He’s also part owner, with best friend Davidson, of a junior hockey team in Salmon Arm, British Columbia. If being in Los Angeles becomes torture, “you have to reserve the right, whether there’s a contract or not, to say enough is enough and this isn’t working.’

In the meantime, don’t feel sorry for him. “It’s my decision,” he says. The other possibility, of course, is that the Kings will revert to form and Murray will be fired. It’s almost likely, given history. Of the Kings’ 18 previous coaches, only four lasted beyond three seasons. It’s hard to keep motivating hockey players after they’ve heard all your lines before. There were periods last season when Murray’s insistence on playing with passion seemed to go unheeded by some veterans. All through training camp this season, he complained that some players weren’t giving their all, and he acknowledged being powerless in this day of guaranteed million-dollar contracts to do much about it. This could be a telling year for Murray’s reputation and that of the Kings. They lack the pure talent to skate with the top teams, so a dip in the standings wouldn’t be a shock, but another good season would add some serious twinkle to the team’s and the coach’s rising stars.

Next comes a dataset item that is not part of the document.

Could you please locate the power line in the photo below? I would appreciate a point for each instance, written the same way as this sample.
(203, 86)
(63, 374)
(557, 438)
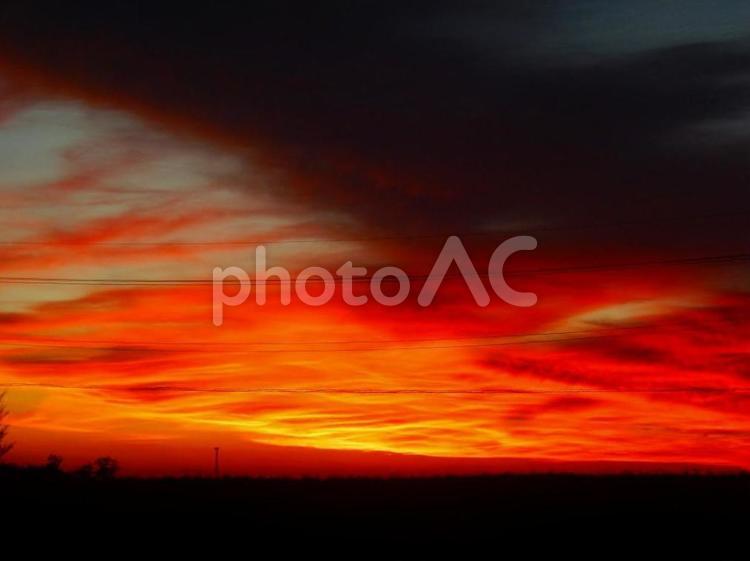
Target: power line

Even with the slow start, Murray insists he isn’t worried. “I’d rather dream about winning the Stanley Cup than have nightmares about being fired,” Murray says. “That’s not to say that losses don’t kill me . . . yet in the morning I wake up and realize that I’m from a town of 2,000 people, and 1,999 of them would trade spots with me any day of the week. I’m a head coach in the NHL.”

If only his family could see him in action more often.